Intermittent Fasting 101
Sarah here! writing this through the lens of a dietitian who believes that one should focus on eating whole foods and minimally processed ingredients above any diet or trend. I also think that specific diets can be beneficial for people during certain times of their life, but that same diet may not be what’s best long-term or what everybody should be doing. Everyone is going through something different, and it’s essential to recognize the countless ways in which one can find the right nutritional journey for themselves at the right time.
What is Intermittent Fasting (IF)?
Intermittent Fasting or IF is an eating pattern that cycles between periods of eating and not eating. IF is currently very popular in the health and fitness community.
Why do people partake in IF?
People like IF because it’s not a diet - it’s an eating pattern. IF does not specify what foods you can and cannot eat but rather when you eat them. Fasting has been around for a long time. Our ancestors did not always have access to grocery stores or refrigerators, so it was common to go for extended periods without food to eat. As a result, humans evolved to be able to function during these periods of “fasting.” In a sense, it can feel easy or routine for someone to allow their body time between meals to feel hungry and want/need food.
Many studies show health benefits to practicing IF. Linked here is a Harvard Medical School Journal explaining a few proven benefits of IF. According to the Study who looked at two groups who had either an 8-hour or 12-hour window to eat, after five weeks, “the eight-hour group had dramatically lower insulin levels and significantly improved insulin sensitivity, as well as significantly lower blood pressure. The best part? The eight-hour group also had significantly decreased appetite. They weren’t starving.” Other studies show that it can boost metabolism, increase weight loss (mainly from eating fewer calories), reduce inflammation, improve heart health, and reduce insulin resistance. Keep in mind that this theory is based on eating “normal” meals during non-fasting meal times. If you are to binge while you are not fasting, you may not see the same benefits. And beyond that, if you find yourself binging out of pure hunger and feelings of deprivation during your eating cycle IF may not be suitable for you at this time.

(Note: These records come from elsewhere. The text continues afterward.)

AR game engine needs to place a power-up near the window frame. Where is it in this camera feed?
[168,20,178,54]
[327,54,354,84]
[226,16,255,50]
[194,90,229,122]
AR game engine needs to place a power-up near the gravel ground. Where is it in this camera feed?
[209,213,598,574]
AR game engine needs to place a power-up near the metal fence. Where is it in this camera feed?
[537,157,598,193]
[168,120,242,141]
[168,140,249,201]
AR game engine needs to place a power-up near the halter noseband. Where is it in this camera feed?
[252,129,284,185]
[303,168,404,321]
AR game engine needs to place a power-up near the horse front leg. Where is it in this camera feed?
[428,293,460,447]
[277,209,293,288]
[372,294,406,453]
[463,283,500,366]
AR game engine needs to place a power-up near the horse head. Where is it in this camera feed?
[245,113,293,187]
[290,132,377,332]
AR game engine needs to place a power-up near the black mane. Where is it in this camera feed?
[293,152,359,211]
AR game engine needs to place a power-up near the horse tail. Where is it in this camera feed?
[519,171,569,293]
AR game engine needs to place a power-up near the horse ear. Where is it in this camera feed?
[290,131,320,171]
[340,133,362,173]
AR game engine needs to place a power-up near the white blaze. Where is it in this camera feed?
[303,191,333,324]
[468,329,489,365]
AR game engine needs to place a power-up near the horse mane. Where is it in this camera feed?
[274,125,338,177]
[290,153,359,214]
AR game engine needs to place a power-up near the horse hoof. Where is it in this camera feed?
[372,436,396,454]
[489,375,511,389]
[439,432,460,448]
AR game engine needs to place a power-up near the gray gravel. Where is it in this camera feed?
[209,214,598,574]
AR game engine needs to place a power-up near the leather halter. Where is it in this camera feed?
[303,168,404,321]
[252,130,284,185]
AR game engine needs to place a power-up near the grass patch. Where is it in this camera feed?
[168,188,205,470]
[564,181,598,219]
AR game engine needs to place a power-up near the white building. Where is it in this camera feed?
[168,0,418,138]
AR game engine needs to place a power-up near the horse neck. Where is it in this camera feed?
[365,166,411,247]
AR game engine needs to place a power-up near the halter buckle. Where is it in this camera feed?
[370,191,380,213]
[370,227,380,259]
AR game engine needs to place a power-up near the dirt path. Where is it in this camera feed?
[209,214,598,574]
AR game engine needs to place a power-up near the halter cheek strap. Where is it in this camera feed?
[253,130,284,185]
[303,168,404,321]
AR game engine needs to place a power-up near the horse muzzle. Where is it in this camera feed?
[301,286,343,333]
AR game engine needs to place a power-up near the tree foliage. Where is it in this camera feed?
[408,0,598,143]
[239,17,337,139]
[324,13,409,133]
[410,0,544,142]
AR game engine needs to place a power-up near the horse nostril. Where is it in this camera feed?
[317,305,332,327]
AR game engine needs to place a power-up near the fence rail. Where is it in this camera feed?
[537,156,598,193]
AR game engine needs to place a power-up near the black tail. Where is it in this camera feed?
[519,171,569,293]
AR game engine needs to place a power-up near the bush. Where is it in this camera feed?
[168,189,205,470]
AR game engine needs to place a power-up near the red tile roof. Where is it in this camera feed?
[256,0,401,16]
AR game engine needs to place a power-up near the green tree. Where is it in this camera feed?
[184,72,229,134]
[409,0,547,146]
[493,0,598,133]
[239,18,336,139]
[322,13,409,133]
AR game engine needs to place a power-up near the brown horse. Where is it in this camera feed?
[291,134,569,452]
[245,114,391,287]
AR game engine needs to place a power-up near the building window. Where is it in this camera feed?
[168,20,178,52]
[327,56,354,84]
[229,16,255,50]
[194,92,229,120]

What are the different IF Methods?
There are several different ways to practice IF, but here are the most popular:
- The 16/8 method: Involves skipping breakfast and restricting your daily eating period to 8 hours, such as 1–9 p.m. Then you fast for 16 hours in between.
- Eat-Stop-Eat: This involves fasting for 24 hours, once or twice a week, for example, by not eating from dinner one day until dinner the next day.
- The 5:2 diet: With this method, you consume only 500–600 calories on two non-consecutive days of the week but normally eat the other five days.
How do Coffee Bombs work with IF?
Our Pure + Simple Coffee Bombs® will not break a modified fast. The only ingredients in Pure + Simple are Organic Coconut Oil (high in MCTs), Collagen Peptides, and Grass-fed Butter. There are no carbohydrates and no added sugar per serving - but there are calories from fat and protein. Based on your IF goals, Coffee Bombs can be a great way to give your body and mind the energy it needs to make it to your feeding window.
Is IF good for everyone?
IF can undoubtedly be beneficial for folks, but that does not mean that it’s the right choice for everyone. For example, women who are pregnant or breastfeeding should not follow IF practices. The most important thing to do is listen to your body - you may find yourself miserable and hungry while trying to fast, and if that is the case, then it’s probably not what your body needs at the moment. If you feel great practicing IF, keep it up! Listen to your body, and YOU DO YOU!